Les rois d’Égypte les plus souvent cités en Occident et en Islam, du Moyen Âge à nos jours, sont sans conteste les souverains dont le nom est simplement « Pharaon » dans la Bible et que le Coran appelle « Firaoun ».
Dans la version du récit représentée ci-dessus, Moïse, représenté nimbé de feu, a transformé son bâton en dragon, lequel terrorise le roi Firaoun (Pharaon) parti se réfugier au bas de son estrade royale. Cette image témoigne du mauvais rôle tenu par Pharaon dans le récit biblique ou coranique de l’Exode, celui d’un tyran que la puissance de Dieu finit par abattre.

Flacon en forme de tête de soldat grec portant le cartouche de Psammétique Ier – Égypte ou Rhodes, trouvé à Corinthe (VIe siècle av. J.-C.) – Musée du Louvre

Pendant plus de mille ans, du Moyen Âge au XIXe siècle, l’Europe et le monde arabisé ne gardent plus en mémoire que les pharaons cités par les historiens grecs ou latins : Hérodote, Diodore de Sicile, Élien… Ces auteurs décrivent des personnages mi-historiques mi-légendaires, érigés en modèles ou en contre-exemples en matière de politique et de morale.

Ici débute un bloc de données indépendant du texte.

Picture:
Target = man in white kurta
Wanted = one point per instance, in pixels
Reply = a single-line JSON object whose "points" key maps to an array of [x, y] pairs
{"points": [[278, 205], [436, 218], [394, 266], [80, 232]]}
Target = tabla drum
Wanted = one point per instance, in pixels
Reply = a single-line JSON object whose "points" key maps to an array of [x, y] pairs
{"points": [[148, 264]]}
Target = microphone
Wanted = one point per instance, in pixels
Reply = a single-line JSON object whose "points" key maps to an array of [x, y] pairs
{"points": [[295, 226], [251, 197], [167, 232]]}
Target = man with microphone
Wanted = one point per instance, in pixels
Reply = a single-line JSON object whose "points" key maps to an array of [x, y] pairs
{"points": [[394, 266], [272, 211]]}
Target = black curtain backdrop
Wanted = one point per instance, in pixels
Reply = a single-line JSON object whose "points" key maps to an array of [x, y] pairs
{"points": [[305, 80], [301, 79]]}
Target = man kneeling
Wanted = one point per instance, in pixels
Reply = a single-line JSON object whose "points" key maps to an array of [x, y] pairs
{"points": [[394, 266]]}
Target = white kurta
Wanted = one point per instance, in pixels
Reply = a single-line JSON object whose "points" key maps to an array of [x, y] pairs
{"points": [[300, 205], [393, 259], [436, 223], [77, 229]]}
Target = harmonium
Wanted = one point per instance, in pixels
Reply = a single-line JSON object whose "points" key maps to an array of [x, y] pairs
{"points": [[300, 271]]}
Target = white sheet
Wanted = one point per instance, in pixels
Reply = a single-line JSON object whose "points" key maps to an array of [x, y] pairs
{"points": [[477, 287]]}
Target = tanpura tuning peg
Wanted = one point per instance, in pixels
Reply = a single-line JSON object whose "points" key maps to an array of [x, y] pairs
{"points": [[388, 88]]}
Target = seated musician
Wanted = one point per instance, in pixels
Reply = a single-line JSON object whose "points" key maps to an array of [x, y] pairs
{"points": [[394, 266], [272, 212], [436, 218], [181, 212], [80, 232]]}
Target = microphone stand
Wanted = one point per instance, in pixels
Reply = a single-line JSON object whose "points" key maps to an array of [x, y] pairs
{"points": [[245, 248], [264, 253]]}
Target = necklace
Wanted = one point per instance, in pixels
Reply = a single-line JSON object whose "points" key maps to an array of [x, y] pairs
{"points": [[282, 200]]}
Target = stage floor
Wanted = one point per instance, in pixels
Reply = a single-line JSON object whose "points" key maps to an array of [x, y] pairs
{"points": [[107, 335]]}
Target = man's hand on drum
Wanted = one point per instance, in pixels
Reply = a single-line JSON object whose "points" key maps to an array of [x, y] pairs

Plat figurant Moïse engloutissant l’armée de Pharaon dans la mer (entre 1700 et 1725) par la Fabrique des Clérissy, d’après une gravure de Pierre Mariette – Mucem
Tenture de l’histoire de Moïse : « La Verge changée en serpent » (1683) – Manufacture des Gobelins, d’après un modèle de Nicolas Poussin – Mobilier national (Paris)
« Nectanébo pratiquant la divination » dans une version arménienne du « Roman d’Alexandre » (vers 1646) – Iran – Bibliothèque nationale de France

« Le Roman d’Alexandre », fiction forgée par les successeurs d’Alexandre le Grand en Égypte, prétend que celui-ci n’est pas le fils du roi de Macédoine, mais du dernier des pharaons, Nectanébo. Ce magicien aurait séduit la reine de Macédoine et conçu avec elle le héros qui, conquérant à son tour l’Égypte, reprendrait en fait son héritage.
Dans le sillage d’Alexandre, figure populaire dans les mondes romain, byzantin et islamique, le souvenir déformé du dernier roi d’Égypte a ainsi traversé le Moyen Âge.

« L’Expérience de Psamnétique, roi d’Égypte, sur la langue primitive » (1777) par Jean Simon Berthélemy (1743-1811) – Musée du Louvre

« Cléopâtre » (1852-1853) par Henri Ducommun du Locle (1804-1884) – Musée des Beaux-Arts de Marseille

Les historiens romains ont transmis de Cléopâtre l’image d’une séductrice libidineuse et ambitieuse, incarnant les charmes dangereux de l’Orient. Son suicide légendaire par morsure de serpent est un sujet de prédilection pour les artistes chrétiens qui y voient l’occasion de peindre la chair nue tant condamnée, mais aussi un geste héroïque.
En revanche, dans le monde arabe classique, Cléopâtre passe pour une reine savante, une fine administratrice attachée à la défense de son royaume et une grande bâtisseuse.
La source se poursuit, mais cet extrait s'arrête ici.